A chácara foi comprada
por um estrangeiro misterioso, homem cheio de sotaque, que come de maneira
espalhafatosa e pouco educada. O rapaz meio que antipatiza com ele, mas acaba
se tornando seu empregado, fazendo pequenos mandados, e o conto é o
estreitamento gradual dessa relação.
O segundo enredo é o que acontece no vilarejo, onde de
vez em quando chegam homens de fora interessados nos detalhes da vida do
gringo, que se chama “Giovânio”, tem sotaque italianado (“bisonha outra
garrafa”, “lei quer ver?”, “não laxa as armas!”), tem um cachorro chamado
“Mussulino”... O narrador registra que o gringo comprou a chácara “no ano da
espanhola”, ou seja, 1918 aproximadamente.
Os homens de fora têm perguntas específicas para fazer ao
rapaz, sobre seu empregador: “se ele não
tinha numa perna, em baixo, sinal velho de coleira, argolão de ferro, de
criminoso fugido da prisão”. Não; nada.
Todo gringo é excêntrico; pode-se argumentar que um
migrante é alguém que se afastou do próprio centro, e sempre vai ser visto meio
de viés pelos naturais do centro-alheio onde se instala.
Guimarães Rosa vai desenhando esse personagem através dos
olhos do rapaz, o narrador, cheio das pequenas picuinhas dos interioranos
contra quem vem de fora, “vindo comprar
terra cristã” e que decerto “tinha
remorso, de ser estrangeiro e rico.”
Um dia, ele se vê novamente convocado ao vilarejo para
dar parte aos forasteiros, desconfortavelmente, dos hábitos de seu empregador,
mediante pequenas gratificações, que embolsa, carrancudo. Ele diz que Seu
Giovânio lhe pede que compre cerveja, explicando que é para o cavalo, e quando
as autoridades o visitam na chácara, e o submetem a teste, pois não é que o
cavalo bebe cerveja mesmo?!
Mesmo assim, a aura de mistério permanece. Reivalino
percebe desde cedo que a casa, que é grande, vive trancada, e Seu Giovânio
dorme, cozinha e come nos espaços do lado de fora. Quando as autoridades dão
uma incerta, ele abre a casa e os conduz a um aposento onde todos se deparam,
espantados, com “um cavalão branco, empalhado”, em tamanho natural, trabalho
perfeito, e que deve ter exigido um grande esforço no traslado e remontagem.

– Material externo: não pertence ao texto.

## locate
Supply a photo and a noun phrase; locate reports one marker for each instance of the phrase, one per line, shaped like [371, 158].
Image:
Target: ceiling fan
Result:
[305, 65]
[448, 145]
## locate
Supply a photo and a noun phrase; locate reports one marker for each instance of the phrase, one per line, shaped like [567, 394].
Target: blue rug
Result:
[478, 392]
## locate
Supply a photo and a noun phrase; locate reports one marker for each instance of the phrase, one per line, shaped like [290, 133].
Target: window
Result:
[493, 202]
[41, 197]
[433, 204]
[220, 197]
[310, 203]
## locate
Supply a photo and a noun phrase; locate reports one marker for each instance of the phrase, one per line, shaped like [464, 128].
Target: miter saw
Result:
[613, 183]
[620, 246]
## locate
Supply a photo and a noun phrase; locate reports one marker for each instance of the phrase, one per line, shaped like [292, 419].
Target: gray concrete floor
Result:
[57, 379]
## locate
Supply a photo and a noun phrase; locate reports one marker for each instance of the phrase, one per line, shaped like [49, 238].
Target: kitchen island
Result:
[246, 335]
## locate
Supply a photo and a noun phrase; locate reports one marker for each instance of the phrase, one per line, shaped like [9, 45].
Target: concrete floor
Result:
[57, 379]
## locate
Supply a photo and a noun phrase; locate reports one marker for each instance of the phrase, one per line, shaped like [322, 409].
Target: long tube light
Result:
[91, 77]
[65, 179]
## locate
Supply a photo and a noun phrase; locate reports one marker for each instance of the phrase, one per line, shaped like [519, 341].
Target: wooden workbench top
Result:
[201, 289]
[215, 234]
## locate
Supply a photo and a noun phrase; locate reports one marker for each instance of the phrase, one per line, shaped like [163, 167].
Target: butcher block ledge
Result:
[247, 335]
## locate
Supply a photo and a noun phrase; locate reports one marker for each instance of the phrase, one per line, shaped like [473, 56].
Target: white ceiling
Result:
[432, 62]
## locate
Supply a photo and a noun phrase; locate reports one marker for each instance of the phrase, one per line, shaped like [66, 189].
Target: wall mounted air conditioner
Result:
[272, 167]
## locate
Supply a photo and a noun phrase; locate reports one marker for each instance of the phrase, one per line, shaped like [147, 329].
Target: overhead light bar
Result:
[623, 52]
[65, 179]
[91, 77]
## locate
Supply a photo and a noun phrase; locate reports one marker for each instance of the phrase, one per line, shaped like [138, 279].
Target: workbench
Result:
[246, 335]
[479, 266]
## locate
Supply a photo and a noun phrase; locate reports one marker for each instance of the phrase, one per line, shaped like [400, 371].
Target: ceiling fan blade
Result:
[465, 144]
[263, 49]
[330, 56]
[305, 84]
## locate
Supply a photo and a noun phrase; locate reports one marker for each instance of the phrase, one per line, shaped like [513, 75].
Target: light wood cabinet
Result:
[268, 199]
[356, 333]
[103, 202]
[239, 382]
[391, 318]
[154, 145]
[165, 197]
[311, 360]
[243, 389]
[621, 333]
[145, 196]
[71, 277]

Na reta final do conto, Seu Giovânio abre o jogo, chama
as autoridades e revela o segredo: seu irmão, “Josepe”, que vivia trancado na
casa, acaba de morrer. E quanto a autoridade local exige exame do cadáver...
Mas aí se viu só o horror, de nós todos, com caridade de olhos: o morto não tinha cara, a bem dizer – só um buracão enorme, cicatrizado antigo, medonho, sem nariz, sem faces – a gente devassava alvos ossos, o começo da goela, gorgomilhos, golas – “Que esta é a guerra,” seu Giovânio explicou...
Não avistei mais o meu Patrão. Soube que ele morreu, quando em testamento deixou a chácara para mim. Mandei erguer sepulturas, dizer as missas, por ele, pelo irmão, por minha mãe. Mandei vender o lugar, mas, primeiro, cortarem abaixo as árvores, e enterrar no campo o trem, que se achava, naquele referido quarto.